Meandering is a common phenomenon in rivers and other fluid and quasi-fluid systems. Although these systems differ widely in their scales and characteristics in two and three dimensions, a commonality between them appears to be that decelerating systems are unstable, while accelerating systems are stable. Despite this simple feature of meandering systems, no universal formulation for the meander instability currently exists.

Toward that end, we take a "bottom-up" approach and consider a rod-chain model, starting with a simple rod that is hinged in its mass center, with forces acting upon its ends in the direction of its orientation. If these forces result in tension in the rod, the system is stable, while if they result in compression, the system is unstable to small perturbations and pivots on its hinge. The simple formulation of this instability is well-characterized.

A slightly more complex system with two rods is then analyzed. Because meandering usually manifests itself in lateral displacement, we consider both situations in which the rods are either hinged in their centers or are allowed to translate in the lateral direction.

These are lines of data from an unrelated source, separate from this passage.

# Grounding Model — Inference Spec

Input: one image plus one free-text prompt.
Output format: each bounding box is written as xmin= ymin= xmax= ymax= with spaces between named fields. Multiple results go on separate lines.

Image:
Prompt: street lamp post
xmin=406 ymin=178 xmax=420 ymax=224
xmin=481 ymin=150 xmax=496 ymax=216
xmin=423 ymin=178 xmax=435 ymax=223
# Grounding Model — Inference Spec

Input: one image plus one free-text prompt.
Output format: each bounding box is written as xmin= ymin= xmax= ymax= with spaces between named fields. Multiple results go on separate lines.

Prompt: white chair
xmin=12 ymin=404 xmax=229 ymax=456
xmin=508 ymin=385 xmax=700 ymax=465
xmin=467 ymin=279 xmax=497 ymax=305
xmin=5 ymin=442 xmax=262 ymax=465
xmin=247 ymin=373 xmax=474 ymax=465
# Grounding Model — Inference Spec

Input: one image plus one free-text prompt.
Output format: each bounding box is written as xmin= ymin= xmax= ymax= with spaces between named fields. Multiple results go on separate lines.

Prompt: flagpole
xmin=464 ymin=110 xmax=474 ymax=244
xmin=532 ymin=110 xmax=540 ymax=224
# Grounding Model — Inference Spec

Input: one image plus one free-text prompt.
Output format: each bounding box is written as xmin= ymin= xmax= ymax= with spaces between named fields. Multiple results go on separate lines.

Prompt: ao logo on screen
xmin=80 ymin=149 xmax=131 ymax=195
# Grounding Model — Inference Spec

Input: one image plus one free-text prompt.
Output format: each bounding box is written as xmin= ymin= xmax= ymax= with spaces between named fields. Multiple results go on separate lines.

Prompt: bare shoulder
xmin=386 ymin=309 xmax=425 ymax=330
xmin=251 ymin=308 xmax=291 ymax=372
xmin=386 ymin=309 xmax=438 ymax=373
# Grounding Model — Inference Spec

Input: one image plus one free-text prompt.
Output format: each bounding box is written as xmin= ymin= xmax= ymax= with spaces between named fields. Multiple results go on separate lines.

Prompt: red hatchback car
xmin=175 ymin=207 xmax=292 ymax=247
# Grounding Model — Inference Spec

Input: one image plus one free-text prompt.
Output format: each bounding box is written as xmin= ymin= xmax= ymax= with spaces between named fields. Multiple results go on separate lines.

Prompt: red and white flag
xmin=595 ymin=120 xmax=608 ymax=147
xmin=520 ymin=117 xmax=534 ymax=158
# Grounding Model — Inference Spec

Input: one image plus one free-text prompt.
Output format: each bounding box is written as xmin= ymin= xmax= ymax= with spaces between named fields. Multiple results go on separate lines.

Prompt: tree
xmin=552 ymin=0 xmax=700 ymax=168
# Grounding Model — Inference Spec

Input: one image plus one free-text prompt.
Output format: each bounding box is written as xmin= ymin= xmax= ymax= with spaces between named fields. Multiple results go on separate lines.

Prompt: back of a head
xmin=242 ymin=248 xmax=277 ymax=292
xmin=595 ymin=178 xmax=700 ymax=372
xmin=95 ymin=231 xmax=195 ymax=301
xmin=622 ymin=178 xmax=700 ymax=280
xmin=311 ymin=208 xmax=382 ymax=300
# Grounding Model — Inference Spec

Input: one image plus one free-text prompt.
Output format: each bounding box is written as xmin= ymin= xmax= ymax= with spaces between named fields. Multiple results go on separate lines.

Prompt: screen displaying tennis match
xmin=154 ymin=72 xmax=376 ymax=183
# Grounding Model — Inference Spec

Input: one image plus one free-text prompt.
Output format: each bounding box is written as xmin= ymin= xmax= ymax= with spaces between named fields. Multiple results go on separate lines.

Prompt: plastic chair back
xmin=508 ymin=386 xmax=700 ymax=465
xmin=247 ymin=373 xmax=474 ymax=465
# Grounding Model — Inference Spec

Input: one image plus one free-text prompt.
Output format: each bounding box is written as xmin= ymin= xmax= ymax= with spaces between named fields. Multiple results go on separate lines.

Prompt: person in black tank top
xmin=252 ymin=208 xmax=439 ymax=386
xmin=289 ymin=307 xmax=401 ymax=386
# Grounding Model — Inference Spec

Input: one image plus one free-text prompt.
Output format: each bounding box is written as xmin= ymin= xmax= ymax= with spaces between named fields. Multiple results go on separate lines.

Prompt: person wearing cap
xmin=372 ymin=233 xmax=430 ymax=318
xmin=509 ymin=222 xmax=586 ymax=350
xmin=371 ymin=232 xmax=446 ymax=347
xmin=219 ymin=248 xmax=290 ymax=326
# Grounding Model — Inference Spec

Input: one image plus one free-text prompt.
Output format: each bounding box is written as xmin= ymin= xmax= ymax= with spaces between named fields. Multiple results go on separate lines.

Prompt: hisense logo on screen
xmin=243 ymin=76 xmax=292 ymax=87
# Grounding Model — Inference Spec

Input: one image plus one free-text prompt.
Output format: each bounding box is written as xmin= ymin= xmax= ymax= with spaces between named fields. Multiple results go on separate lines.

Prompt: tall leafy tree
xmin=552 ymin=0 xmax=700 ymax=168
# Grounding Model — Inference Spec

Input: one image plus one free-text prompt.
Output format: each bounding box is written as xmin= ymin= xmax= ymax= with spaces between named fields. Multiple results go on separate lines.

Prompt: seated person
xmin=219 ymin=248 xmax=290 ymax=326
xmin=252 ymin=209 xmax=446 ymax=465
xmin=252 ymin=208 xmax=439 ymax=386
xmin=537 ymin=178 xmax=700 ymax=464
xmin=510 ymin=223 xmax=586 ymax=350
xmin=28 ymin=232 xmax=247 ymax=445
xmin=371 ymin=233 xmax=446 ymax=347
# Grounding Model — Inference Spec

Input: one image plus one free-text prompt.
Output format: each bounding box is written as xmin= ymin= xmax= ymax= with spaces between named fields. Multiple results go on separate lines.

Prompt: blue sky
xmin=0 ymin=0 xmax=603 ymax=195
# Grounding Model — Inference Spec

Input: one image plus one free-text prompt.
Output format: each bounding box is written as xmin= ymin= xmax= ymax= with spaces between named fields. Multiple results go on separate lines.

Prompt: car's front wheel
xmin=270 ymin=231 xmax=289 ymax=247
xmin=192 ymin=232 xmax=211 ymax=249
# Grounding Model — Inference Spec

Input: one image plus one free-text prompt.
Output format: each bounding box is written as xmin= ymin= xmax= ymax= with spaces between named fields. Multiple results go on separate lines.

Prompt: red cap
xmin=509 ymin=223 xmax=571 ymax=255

In both cases, we incorporate lateral resistance force modeled by spring/damper systems and derive a threshold for the decelerating force resulting in meandering of the chain.

Multi-rod systems and their continuum limits are far more complex. In this case we will take a new approach and utilizes an intricate Lyapunov method combined with the novel nonlinear energy method to rigorously justify the stability/instability criterion and capture convergent estimates of critical thresholds.

An important difference between the rod-chain model and fluids is that the latter accommodates shear between elements. Thus, the next step is to connect rods with dashpots/springs to allow shear and resist sharp bending, and to take it to the limit to characterize fluid instability. However, this transition remains a grand mathematical challenge, especially in refining the rod-chain model to join it to well-known fluid instabilities formulated in a "top-down" approach. Once accomplished, it may show that the rod-chain model responds to the same meander instability as fluid systems and our analysis will lead to a more complete understanding of meandering instability in rivers and a variety of other systems.